# LUSR 

This is the official implementation of **Domain Adaptation In Reinforcement Learning Via Latent Unified State Representation**. The work is accepted by AAAI 2021.  Here is the project website https://sites.google.com/view/lusr and paper link https://arxiv.org/abs/2102.05714.

### Demo
1. Carracing games  
![carracing](assets/carracing.gif)   

2. CARLA Autonomousd Driving  
![carla](assets/carla.gif)


### Requirement
Python 3.7  
PyTorch 1.4  
CUDA 10.1  
gym-carla (from https://github.com/KarlXing/gym-carla.git)  
rlcodebase (from https://github.com/KarlXing/RLCodebase.git)  
CARLA 0.9.6 
gym (from https://github.com/KarlXing/gym.git)  
rllib 0.8.4  

### Installation 
```
conda create -n lusr python=3.7
conda activate lusr

# install gym_carla (for carla autonomous driving task)
git clone https://github.com/KarlXing/gym-carla.git
cd gym-carla
pip install -r requirements.txt
pip install -e .
cd ..

# install rlcodebase (for carla autonomous driving task)
git clone https://github.com/KarlXing/RLCodebase.git
cd RLCodebase
pip install -e .
pip install -r requirements.txt
cd ..

# install rllib  (for carracing game)
pip install ray[rllib]==0.8.4

# install gym (for carracing game)
git clone https://github.com/KarlXing/gym.git
cd gym
pip install -e .
cd ..

git clone https://github.com/KarlXing/LUSR.git
cd LUSR

```

### Data
Data used to train LUSR in carracing and carla tasks is stored in [google drive](https://drive.google.com/drive/folders/1Tx3zd_Qfk3fQAKXnuSEFHIv5vjrF2xIJ?usp=sharing). Download and unzip them to directory `LUSR/data`. 


### Examples

#### Carracing games
1. train lusr for carracing games
```
python train_lusr.py --data-dir data/carracing_data/  --data-tag car  --num-splitted 10 --beta 10 --class-latent-size 8  --content-latent-size 16  --flatten-size 1024   --num-epochs 2  
```

2. ppo training on carracing games
```
xvfb-run -a -s '-screen 0 1400x900x24 +extension RANDR' -- python main_carracing.py  --encoder-path checkpoints/encoder.pt   --train-epochs 1000
```
The default path to save log information in rllib experiments is `~/ray_results/`. You could also customize the path by setting the environment variable `TUNE_RESULT_DIR`. For example, run `export TUNE_RESULT_DIR='./'` before running the training command above. 


3. evaluate the trained policy on carracing games  
```
xvfb-run -a -s '-screen 0 1400x900x24 +extension RANDR' -- python evaluate_carracing.py --model-path checkpoints/policy.pt  --num-episodes 100  --env CarRacing-v0
```
Besides the original Carracing game `CarRacing-v0`, other carracing variants are named as `CarRacing2-v0, CarRacing3-v0 ... CarRacing8-v0`. `CarRacing2-v0` to `CarRacing7-v0` have different visual observations compared with `CarRacing-v0`. `CarRacing8-v0` has a limited number of tracks and was evaluated for track generalization.
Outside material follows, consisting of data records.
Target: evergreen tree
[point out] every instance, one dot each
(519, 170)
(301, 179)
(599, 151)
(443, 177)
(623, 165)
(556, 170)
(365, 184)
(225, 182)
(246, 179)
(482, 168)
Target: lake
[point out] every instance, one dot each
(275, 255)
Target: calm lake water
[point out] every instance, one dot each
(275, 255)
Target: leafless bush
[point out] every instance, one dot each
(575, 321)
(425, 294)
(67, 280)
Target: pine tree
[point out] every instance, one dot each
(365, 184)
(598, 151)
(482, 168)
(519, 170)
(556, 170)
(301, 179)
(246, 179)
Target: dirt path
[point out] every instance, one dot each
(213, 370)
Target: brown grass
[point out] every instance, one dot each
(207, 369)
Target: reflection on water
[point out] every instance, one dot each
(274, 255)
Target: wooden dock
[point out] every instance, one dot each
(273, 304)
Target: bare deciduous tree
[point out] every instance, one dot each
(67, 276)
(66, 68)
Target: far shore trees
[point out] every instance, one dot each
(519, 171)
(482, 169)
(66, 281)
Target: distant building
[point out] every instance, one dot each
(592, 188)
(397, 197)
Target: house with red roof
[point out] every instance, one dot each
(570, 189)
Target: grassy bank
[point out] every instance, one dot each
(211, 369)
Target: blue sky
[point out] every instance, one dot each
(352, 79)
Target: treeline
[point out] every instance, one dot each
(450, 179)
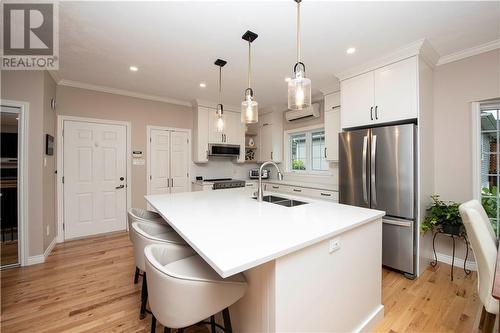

#### CARLA autonomous driving

1. train lusr for carla autonoumous driving
```
python train_lusr.py --data-dir data/carla_data/  --data-tag weather  --num-splitted 1  --beta 10 --class-latent-size 8  --content-latent-size 16  --flatten-size 9216   --num-epochs 50  --carla-model  
```

2. ppo training on carla autonomous driving  

We need an active CARLA server to run ppo training on carla driving task. Please refer https://github.com/KarlXing/gym-carla/blob/master/README.md to install and lanuch the CARLA server. Besides that, we used town07 as the map. So please go to https://github.com/carla-simulator/carla/releases/tag/0.9.6 to download the map of town07 first and refer https://carla.readthedocs.io/en/latest/tuto_A_create_standalone/ to import town07 into the CARLA package.

Once the environment is ready, you can run
```
xvfb-run -a -s '-screen 0 1400x900x24 +extension RANDR' -- python main_carla.py  --weather 1 --use-encoder --encoder-path checkpoints/encoder.pt --max-steps 50000
```

3. evaluate the trained policy on CARLA driving tasks
```
xvfb-run -a -s '-screen 0 1400x900x24 +extension RANDR' -- python evaluate_carla.py  --weather 1  --model-path checkpoints/policy.pt  --use-encoder  --encoder-path checkpoints/encoder.pt  --num-eval 10
```
You can set weather as 0,1 or 2 to evaluate the domain apdatation performance.



### Special Thanks
Thank Inhan Kim for pointing out a typo in equation 3. It has been fixed in the latest arxiv version of the paper.